A recent High Court case in England has confirmed that if investors are deceived in the investment process, losses can be recoverable against those responsible for those fraudulent misrepresentations, an expert as said.

Andrew Herring, commercial disputes and fraud investigation specialist at Pinsent Masons, said: “This case is a timely reminder of the claims investors may have in connection with misrepresentations relating to investments in private limited companies. Investors need to be wary of potential deals that are ‘too good to be true’ and be alive to the risks particularly in a ‘hot’ market sector. They must ensure that they carefully consider and critically analyse statements made by private companies looking for investment if they are to mitigate the risk of losses from bad investments.”

The dispute revolved around false statements made by Martin Charles Heath in various investor materials, which induced investors to enter into contracts under false pretences. The misrepresentation related to Heath’s start-up tech business, Seed Media Limed, which he founded and was both a shareholder and director of.

The information provided by Heath included misrepresentations as to the nature and capabilities of software developed by Seed Media Limited, the identity of the company’s customers, and the state of the company’s finances. In fact, during the trial, the court determined that Heath knew that the company was not cash flow positive, and it did not have a complete, tested, and validated product that worked. The investors claimed they suffered substantial financial losses as a result of the investments they made in reliance on these misrepresentations.

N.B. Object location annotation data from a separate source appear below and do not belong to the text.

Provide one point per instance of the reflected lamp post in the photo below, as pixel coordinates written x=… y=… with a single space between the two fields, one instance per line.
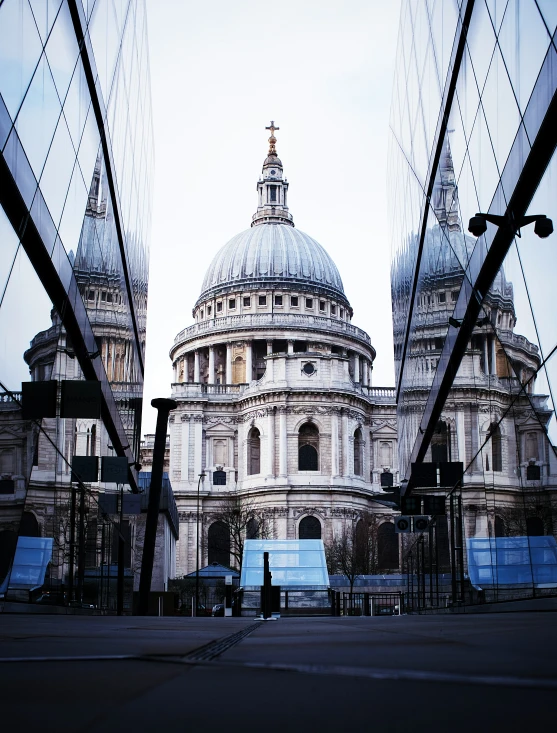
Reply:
x=201 y=477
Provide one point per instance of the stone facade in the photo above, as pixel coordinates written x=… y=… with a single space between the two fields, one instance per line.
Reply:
x=273 y=364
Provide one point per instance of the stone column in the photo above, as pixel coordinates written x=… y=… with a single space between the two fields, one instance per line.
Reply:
x=271 y=443
x=184 y=468
x=196 y=366
x=334 y=445
x=228 y=363
x=357 y=376
x=345 y=458
x=249 y=362
x=283 y=444
x=198 y=446
x=365 y=372
x=211 y=379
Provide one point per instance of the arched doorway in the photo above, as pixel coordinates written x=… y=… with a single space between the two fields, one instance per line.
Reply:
x=309 y=529
x=387 y=547
x=308 y=448
x=254 y=452
x=218 y=540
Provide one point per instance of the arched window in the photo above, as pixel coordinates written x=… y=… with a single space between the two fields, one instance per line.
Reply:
x=220 y=450
x=219 y=544
x=239 y=371
x=387 y=547
x=496 y=448
x=254 y=452
x=499 y=527
x=440 y=443
x=358 y=453
x=93 y=441
x=531 y=447
x=534 y=527
x=309 y=529
x=385 y=454
x=29 y=527
x=308 y=448
x=252 y=529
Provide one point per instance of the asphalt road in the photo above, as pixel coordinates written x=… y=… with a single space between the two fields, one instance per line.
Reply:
x=490 y=672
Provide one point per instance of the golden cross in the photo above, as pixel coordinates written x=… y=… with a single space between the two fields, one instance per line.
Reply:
x=272 y=128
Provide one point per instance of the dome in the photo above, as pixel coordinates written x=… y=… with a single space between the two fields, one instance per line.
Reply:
x=272 y=160
x=272 y=255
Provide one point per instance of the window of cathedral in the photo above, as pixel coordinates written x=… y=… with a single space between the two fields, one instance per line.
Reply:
x=358 y=453
x=219 y=478
x=254 y=452
x=308 y=448
x=534 y=527
x=309 y=529
x=387 y=547
x=531 y=446
x=440 y=443
x=252 y=529
x=218 y=540
x=500 y=527
x=496 y=447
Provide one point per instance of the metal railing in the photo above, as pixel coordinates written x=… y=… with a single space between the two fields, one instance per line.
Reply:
x=274 y=320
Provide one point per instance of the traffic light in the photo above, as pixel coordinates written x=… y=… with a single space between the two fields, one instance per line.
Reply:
x=421 y=523
x=403 y=525
x=410 y=504
x=434 y=505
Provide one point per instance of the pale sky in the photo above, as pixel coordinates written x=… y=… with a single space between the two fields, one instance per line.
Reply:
x=220 y=71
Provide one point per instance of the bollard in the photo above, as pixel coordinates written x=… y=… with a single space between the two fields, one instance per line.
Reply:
x=163 y=406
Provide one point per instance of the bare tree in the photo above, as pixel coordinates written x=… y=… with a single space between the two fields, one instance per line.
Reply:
x=243 y=519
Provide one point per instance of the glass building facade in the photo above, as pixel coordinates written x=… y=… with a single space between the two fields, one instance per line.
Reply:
x=76 y=169
x=474 y=129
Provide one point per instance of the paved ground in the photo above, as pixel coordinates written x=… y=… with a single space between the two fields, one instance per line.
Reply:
x=411 y=673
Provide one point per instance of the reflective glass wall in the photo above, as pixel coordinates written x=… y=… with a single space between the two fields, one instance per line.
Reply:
x=76 y=170
x=474 y=129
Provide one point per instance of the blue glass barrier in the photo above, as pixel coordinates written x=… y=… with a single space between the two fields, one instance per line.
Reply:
x=293 y=564
x=511 y=561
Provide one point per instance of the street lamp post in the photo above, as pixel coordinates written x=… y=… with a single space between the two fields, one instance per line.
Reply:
x=201 y=477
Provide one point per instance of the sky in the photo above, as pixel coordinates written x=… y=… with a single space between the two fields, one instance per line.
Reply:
x=220 y=71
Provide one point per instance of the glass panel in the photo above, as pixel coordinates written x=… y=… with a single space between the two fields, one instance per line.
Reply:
x=21 y=48
x=62 y=51
x=58 y=171
x=41 y=103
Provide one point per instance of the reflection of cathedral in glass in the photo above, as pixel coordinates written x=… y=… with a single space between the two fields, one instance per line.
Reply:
x=473 y=334
x=76 y=167
x=275 y=401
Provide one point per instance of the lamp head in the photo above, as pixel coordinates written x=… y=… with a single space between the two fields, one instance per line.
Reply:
x=543 y=227
x=477 y=226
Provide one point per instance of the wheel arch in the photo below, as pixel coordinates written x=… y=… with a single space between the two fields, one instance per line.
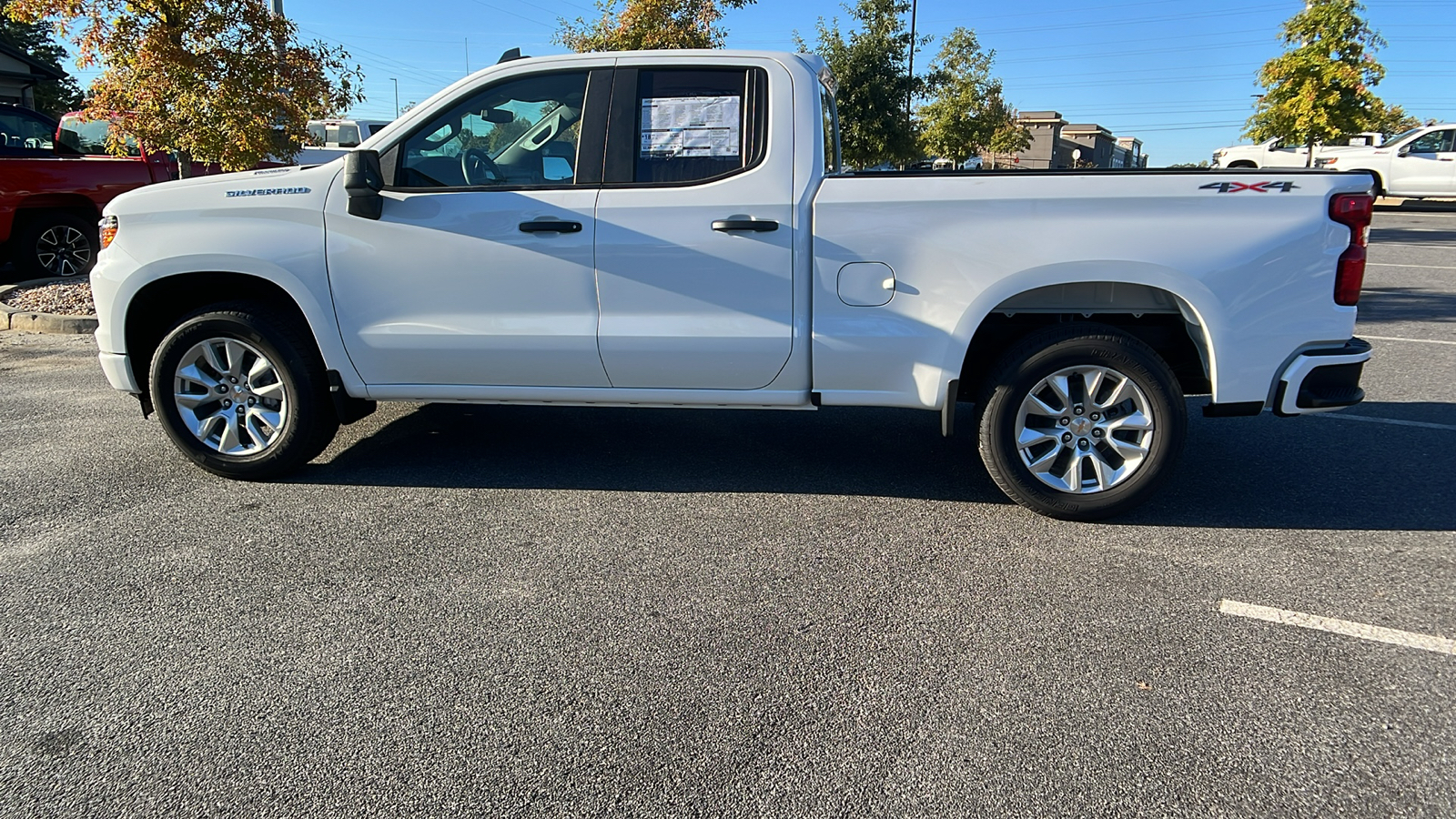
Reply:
x=160 y=300
x=1167 y=309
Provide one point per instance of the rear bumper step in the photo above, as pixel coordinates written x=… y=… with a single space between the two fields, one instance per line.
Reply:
x=1320 y=380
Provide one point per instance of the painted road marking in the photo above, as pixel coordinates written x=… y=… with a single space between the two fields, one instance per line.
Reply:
x=1395 y=421
x=1420 y=266
x=1412 y=339
x=1361 y=630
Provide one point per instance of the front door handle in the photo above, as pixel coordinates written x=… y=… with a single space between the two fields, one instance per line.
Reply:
x=756 y=225
x=551 y=227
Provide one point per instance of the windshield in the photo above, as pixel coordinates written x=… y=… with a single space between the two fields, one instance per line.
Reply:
x=25 y=130
x=1405 y=135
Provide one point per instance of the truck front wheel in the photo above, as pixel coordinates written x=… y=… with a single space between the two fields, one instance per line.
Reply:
x=53 y=242
x=1081 y=421
x=242 y=390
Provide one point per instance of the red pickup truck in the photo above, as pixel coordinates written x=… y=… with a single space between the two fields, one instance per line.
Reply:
x=51 y=196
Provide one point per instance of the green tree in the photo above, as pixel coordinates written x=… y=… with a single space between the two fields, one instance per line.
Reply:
x=38 y=40
x=967 y=113
x=1320 y=87
x=215 y=80
x=630 y=25
x=874 y=82
x=1394 y=120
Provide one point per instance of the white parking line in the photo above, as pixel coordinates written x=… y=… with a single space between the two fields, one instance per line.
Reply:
x=1361 y=630
x=1411 y=339
x=1420 y=266
x=1373 y=420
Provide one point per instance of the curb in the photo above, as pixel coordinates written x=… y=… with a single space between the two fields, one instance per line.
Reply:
x=31 y=321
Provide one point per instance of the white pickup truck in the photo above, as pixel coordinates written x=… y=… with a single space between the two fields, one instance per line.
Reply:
x=1417 y=164
x=672 y=229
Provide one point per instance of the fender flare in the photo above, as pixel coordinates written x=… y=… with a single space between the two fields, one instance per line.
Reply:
x=1194 y=300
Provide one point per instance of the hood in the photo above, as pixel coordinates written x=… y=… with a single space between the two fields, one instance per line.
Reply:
x=277 y=184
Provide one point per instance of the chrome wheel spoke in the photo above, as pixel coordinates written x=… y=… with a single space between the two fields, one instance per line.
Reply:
x=1031 y=436
x=1132 y=421
x=230 y=439
x=1062 y=387
x=268 y=389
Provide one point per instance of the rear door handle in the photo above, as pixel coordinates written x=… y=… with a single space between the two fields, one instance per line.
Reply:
x=756 y=225
x=551 y=227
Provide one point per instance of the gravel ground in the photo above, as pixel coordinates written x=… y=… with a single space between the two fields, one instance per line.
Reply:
x=67 y=299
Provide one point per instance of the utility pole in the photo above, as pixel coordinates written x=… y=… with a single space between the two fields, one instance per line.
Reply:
x=909 y=72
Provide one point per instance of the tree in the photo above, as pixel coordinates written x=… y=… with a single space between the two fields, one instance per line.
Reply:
x=630 y=25
x=215 y=80
x=1394 y=120
x=967 y=113
x=1320 y=87
x=874 y=82
x=38 y=40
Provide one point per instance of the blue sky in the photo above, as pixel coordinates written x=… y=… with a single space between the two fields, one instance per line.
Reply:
x=1176 y=73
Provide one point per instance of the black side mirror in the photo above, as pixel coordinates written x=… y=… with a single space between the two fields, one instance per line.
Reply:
x=363 y=181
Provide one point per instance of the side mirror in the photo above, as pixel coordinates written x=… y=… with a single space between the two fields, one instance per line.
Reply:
x=363 y=181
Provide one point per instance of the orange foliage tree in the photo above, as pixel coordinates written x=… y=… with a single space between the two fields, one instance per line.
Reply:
x=215 y=80
x=630 y=25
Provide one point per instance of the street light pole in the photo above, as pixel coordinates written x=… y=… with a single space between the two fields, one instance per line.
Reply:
x=910 y=70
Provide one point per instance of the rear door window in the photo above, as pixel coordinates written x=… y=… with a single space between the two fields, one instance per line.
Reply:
x=686 y=124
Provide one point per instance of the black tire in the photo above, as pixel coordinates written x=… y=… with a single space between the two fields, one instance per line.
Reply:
x=53 y=242
x=1045 y=354
x=306 y=428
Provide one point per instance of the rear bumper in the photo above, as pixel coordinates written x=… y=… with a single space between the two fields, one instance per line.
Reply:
x=1321 y=380
x=118 y=372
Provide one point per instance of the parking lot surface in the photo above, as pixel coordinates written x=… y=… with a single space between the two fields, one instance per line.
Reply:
x=531 y=611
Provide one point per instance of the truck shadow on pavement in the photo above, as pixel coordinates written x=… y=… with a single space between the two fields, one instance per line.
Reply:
x=1237 y=472
x=1407 y=305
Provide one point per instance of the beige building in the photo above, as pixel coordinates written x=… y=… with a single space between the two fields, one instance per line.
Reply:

 Heath argued that the claims were inadequately pleaded and lacked merit. He argued that the claimants knowingly made a high-risk investment in a start-up tech company with the new firm’s failure not an unforeseeable event. Heath stated that the investors had nothing to complain about in relation to the information provided by him in terms of the company’s potential and financial state.

The court examined the nature of the misrepresentations made by Heath. It was determined that the statements were not merely negligent or innocent but were instead made with the intent to deceive, qualifying them as fraudulent misrepresentations.

The court found that the investors had relied upon Heath’s statements when reaching their decision to enter into the contract. This reliance led to significant financial damages, which the court quantified based on the investments made and losses incurred.

The court underscored that claimants are entitled to rescission of the contract and damages. Rescission aims to restore parties to their pre-contract position, while damages compensate for the financial loss suffered due to the fraudulent misrepresentation.

Herring said: “While the case shows that losses can be recoverable against individuals responsible for fraudulent misrepresentations, investors can expect the persons responsible to ‘dig in’ and defend their reputations. Whilst there is currently a lot of attention on potential statutory claims by investors under s.90/s.90A Financial Services and Markets Act 2000 against UK listed companies that publish misleading information to the market, this case is a timely reminder of the claims that investors may have in similar circumstances in connection with misrepresentations relating to investments in private limited companies.  Specialist legal advice should be sought if investor claims are under consideration.”